In The German Ideology (1845-1846), Marx developed his notion of "the materialist view of the world," which differed from both the earlier 1844 Manuscripts and the later Grundrisse, Critique of Political Economy, and Capital. First, whereas Marx had distinguished human life from other forms of life as the result of an essence, Marx now argued that material conditions determine the human condition. Second, ideas can affect human life but they are themselves the product of material conditions. Third, though he later reverses himself, he rejects not only the identification but the value of abstractions and categories. Fourth, Marx no longer considers man's history to be a radical self-creation through labor, but a natural self-consciousness modified by productive and social intercourse. Finally, Marx inverted his theory of language and now considered it the product rather than the source of material conditions.

+ WALTER L. ADAMSON, Marx's Four Histories: An Approach to His Intellectual Development, History and Theory 20 (December 1981), Bei. 20, 379-402.

Helmut Fleischer has distinguished three different approaches to history in the development of Marx's thinking: the "anthropological" (in the 1844 Manuscripts), the "pragmatological" (in the Theses on Feuerbach and The German Ideology), and the "nomological" (in the Critique of Political Economy and Capital). However, these represent a less continuous and coherent development than Fleischer claims. The 1857 Introduction to the Grundrisse can be instanced as a fourth view, more focused than the others on historiography, and at variance with what Marx says elsewhere. The sequence and overlapping of these four views call into question both the interpretation of Marx's development as smoothly continuous and the interpretation of his development as "ruptured" into "early" and "late."

+ ROBERT A. GORMAN, Empirical Marxism, History and Theory 20 (December 1981), Bei. 20, 403-423.

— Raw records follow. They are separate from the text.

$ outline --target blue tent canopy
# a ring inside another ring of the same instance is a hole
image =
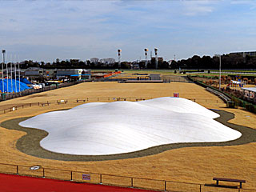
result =
[[[17,78],[16,80],[18,81],[18,78]],[[21,82],[24,82],[25,84],[32,84],[32,82],[24,78],[21,78]]]
[[[8,81],[8,89],[7,89],[7,81]],[[11,82],[13,83],[11,83]],[[16,87],[15,87],[15,82],[16,82]],[[19,81],[17,81],[15,79],[4,79],[3,83],[4,83],[4,88],[5,88],[4,91],[2,89],[2,80],[0,79],[0,90],[2,93],[7,92],[7,91],[17,93],[19,91],[19,85],[21,86],[21,87],[20,87],[21,91],[25,90],[28,90],[28,89],[31,89],[30,87],[26,86],[24,82],[21,82],[19,84]]]

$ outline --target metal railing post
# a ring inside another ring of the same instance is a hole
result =
[[[99,174],[99,184],[102,184],[102,174]]]

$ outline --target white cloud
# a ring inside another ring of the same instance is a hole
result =
[[[183,1],[184,14],[188,16],[207,14],[214,11],[213,1]]]

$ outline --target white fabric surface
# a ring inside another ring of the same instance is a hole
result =
[[[19,123],[46,130],[42,147],[70,154],[132,152],[177,142],[225,142],[241,133],[214,118],[219,115],[181,98],[92,102],[49,112]]]

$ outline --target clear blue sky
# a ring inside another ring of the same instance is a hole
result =
[[[255,18],[254,0],[0,1],[0,49],[46,62],[212,56],[256,50]]]

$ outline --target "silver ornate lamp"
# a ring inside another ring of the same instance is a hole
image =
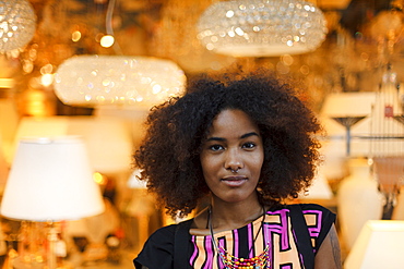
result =
[[[234,57],[306,53],[317,49],[328,32],[320,9],[299,0],[215,2],[197,27],[206,49]]]
[[[55,91],[71,106],[150,108],[185,91],[186,75],[171,61],[152,57],[78,56],[55,74]]]

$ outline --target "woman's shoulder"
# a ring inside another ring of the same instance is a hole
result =
[[[321,211],[321,212],[331,212],[332,211],[319,204],[292,204],[292,205],[286,205],[285,208],[290,209],[293,207],[301,208],[301,211],[304,212],[310,212],[310,211]]]
[[[157,229],[148,240],[158,240],[158,241],[173,241],[176,232],[178,230],[189,230],[193,219],[185,220],[179,223],[169,224]]]

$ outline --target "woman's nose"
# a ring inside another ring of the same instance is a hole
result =
[[[229,149],[226,155],[225,169],[237,171],[242,168],[242,159],[237,149]]]

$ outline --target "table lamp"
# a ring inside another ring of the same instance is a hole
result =
[[[104,203],[79,136],[21,138],[1,203],[1,215],[48,222],[47,264],[56,268],[52,223],[99,215]]]
[[[17,126],[14,145],[24,136],[66,135],[83,138],[94,171],[103,174],[130,171],[133,148],[129,126],[123,120],[111,117],[24,117]]]
[[[345,269],[401,269],[404,221],[369,220],[347,256]]]

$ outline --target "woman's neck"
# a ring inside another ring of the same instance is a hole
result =
[[[258,219],[264,210],[258,199],[249,203],[224,203],[212,199],[207,218],[214,231],[233,230]]]

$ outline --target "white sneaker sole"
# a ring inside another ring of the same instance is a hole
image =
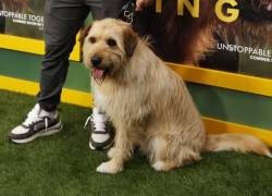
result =
[[[53,135],[55,133],[59,133],[63,127],[63,124],[61,123],[61,121],[53,125],[52,127],[50,127],[49,130],[42,130],[34,135],[32,135],[30,137],[24,138],[24,139],[11,139],[13,143],[16,144],[25,144],[25,143],[29,143],[38,137],[44,137],[44,136],[49,136],[49,135]]]

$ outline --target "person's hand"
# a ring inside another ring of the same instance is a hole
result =
[[[153,0],[136,0],[136,11],[141,11],[145,7],[151,5]]]

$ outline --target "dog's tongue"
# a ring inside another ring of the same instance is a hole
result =
[[[92,76],[95,78],[102,78],[103,77],[103,72],[104,72],[104,70],[94,69],[92,70]]]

"Empirical Marxism" comprises a number of Marxists from the nineteenth century to the present who have tried to formulate an alternative to the orthodox materialism and determinism which would be more open to verification through empirical science. This interest connects such otherwise diverse thinkers as the empirio-critics, Eduard Bernstein, the Austro-Marxists, Galvano Della Volpe, and Lucio Colletti. In different ways, all of these attempted but failed to resolve the tension between revolutionary theory based on a priori premises and empiricist methodology responsive to factual research.

+ HOWARD R. BERNSTEIN, Marxist Historiography and the Methodology of Research Programs, History and Theory 20 (December 1981), Bei. 20, 424-449.

Marxist historiography has always claimed to be "conceptually" rooted in the natural sciences and has therefore been concerned with the function of laws, the structure of theories, and the logical relations between hypotheses and empirical data. Minimal criteria for the identification of a scientific research program as developed by Lakatos and Laudan include: a negative heuristic; explanatory or predictable scientific theories; a central model or paradigm; identification and solution of internal problems; self-conscious awareness by researchers of a common tradition; and the internal dynamics of conflict and convergence. Less than a generation ago, Marxist scholarship seemed to offer the most innovative methodologies in history. More recently, however, Marxist scholarship seems to be reliving old glories while other approaches (psychohistory, quantitative history, and historical anthropology) have advanced more innovative research programs.